SeaweedFS

SeaweedFS is a lightweight, horizontally‑scalable object storage and file server written in Go. It exposes a POSIX‑like filesystem API over HTTP/REST, S3‑compatible endpoints, and native Go client libraries. Internally it partitions data into volume servers that store raw bytes in a contiguous allocation scheme, while a lightweight master maintains namespace metadata and volume placement. The architecture is deliberately simple: each volume server runs a single process, allowing thousands of them to be orchestrated with Kubernetes or Docker Compose without the need for a complex distributed filesystem layer.

Key Features

• Low‑latency, high‑throughput: The volume servers write data sequentially to local SSDs or memory, achieving sub‑millisecond latency for small objects and sustained terabyte per second throughput on commodity hardware.
• Global namespace: The master keeps a consistent mapping from file paths to volume IDs in an embedded key‑value store (etcd or RocksDB), enabling fast lookups and atomic updates.
• S3 & HTTP APIs: Developers can integrate SeaweedFS with existing tooling by consuming its RESTful API or using the official S3 client SDKs available on Maven Central and Go modules.
• Rolling upgrades: Because the master is stateless, you can hot‑swap volume servers or upgrade binaries without downtime.

Technical Stack

• Language: Go 1.20+ (fully static binaries).
• Storage backend: Native file system on SSD or RAM; optional integration with MinIO for S3‑compatible backing.
• Metadata store: Embedded RocksDB or optional etcd cluster; replication is achieved via Raft.
• Networking: gRPC for internal communication, HTTP/REST for client access; TLS support is optional.
• Containerization: Official Docker images are available, and Helm charts simplify deployment on Kubernetes.

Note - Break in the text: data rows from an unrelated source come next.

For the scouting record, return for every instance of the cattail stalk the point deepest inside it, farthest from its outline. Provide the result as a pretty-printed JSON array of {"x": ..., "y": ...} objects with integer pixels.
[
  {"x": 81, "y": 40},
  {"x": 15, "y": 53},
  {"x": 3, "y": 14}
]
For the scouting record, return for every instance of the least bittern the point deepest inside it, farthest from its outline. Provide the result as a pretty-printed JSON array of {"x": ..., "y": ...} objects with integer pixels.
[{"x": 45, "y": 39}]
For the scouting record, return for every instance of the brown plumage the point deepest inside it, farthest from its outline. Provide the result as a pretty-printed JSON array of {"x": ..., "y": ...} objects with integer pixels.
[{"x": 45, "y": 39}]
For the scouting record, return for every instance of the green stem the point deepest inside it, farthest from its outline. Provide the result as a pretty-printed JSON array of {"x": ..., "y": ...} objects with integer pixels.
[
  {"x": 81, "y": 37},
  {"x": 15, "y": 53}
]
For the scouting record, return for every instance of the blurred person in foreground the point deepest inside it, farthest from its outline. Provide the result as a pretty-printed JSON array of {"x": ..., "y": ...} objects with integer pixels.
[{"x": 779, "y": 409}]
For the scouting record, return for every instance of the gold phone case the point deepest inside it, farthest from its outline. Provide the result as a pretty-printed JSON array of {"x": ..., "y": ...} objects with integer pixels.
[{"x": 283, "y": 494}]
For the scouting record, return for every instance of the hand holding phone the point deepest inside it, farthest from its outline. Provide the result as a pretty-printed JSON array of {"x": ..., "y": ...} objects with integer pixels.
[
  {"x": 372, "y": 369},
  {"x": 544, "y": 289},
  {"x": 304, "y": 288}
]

Deployment & Infrastructure

SeaweedFS can be self‑hosted on a single node for development or scaled to thousands of nodes in production. Each volume server consumes minimal resources (≈1 GB RAM + local disk), so you can pack dozens per machine. The master is lightweight (≈50 MB RAM) and can run on a dedicated node or within the same cluster. For high availability, run at least three masters in an etcd‑based Raft group; the system automatically elects a leader and replicates metadata. Kubernetes operators expose CRDs for SeaweedFS and VolumeServer, allowing declarative scaling, rolling upgrades, and automated health checks.

Integration & Extensibility

SeaweedFS exposes a rich set of APIs:

• REST (/filer, /volume) for CRUD operations.
• S3 API (/s3) compatible with most SDKs.
• Webhooks: Users can register callbacks on file events (upload, delete) via the filer API.
• Plugins: The filer supports custom handlers written in Go, enabling features such as ACL enforcement or metadata enrichment.

The project’s open‑source nature encourages community contributions; the GitHub repository hosts a comprehensive wiki, API documentation on GoDoc, and an active Slack channel for real‑time support.

Use Cases

• High‑performance media CDN: Store and serve millions of video clips with low latency.
• Backup & archival: Immutable object storage that scales horizontally without complex provisioning.
• IoT data ingestion: Handle high‑volume, small‑payload streams from edge devices.
• Hybrid cloud: Run SeaweedFS on-premises and expose it to external services via the S3 API, avoiding vendor lock‑in.

Advantages

Developers choose SeaweedFS for its minimal operational overhead, Go‑native performance, and flexible licensing (Apache 2.0). Unlike monolithic object stores, it requires no external distributed consensus layer beyond the lightweight master, reducing cluster complexity. Its small binary footprint and memory‑efficient design make it ideal for edge deployments or environments with strict resource constraints. The rich API surface and active community ensure rapid integration into existing workflows, while the open‑source model guarantees freedom to modify internals for specialized workloads.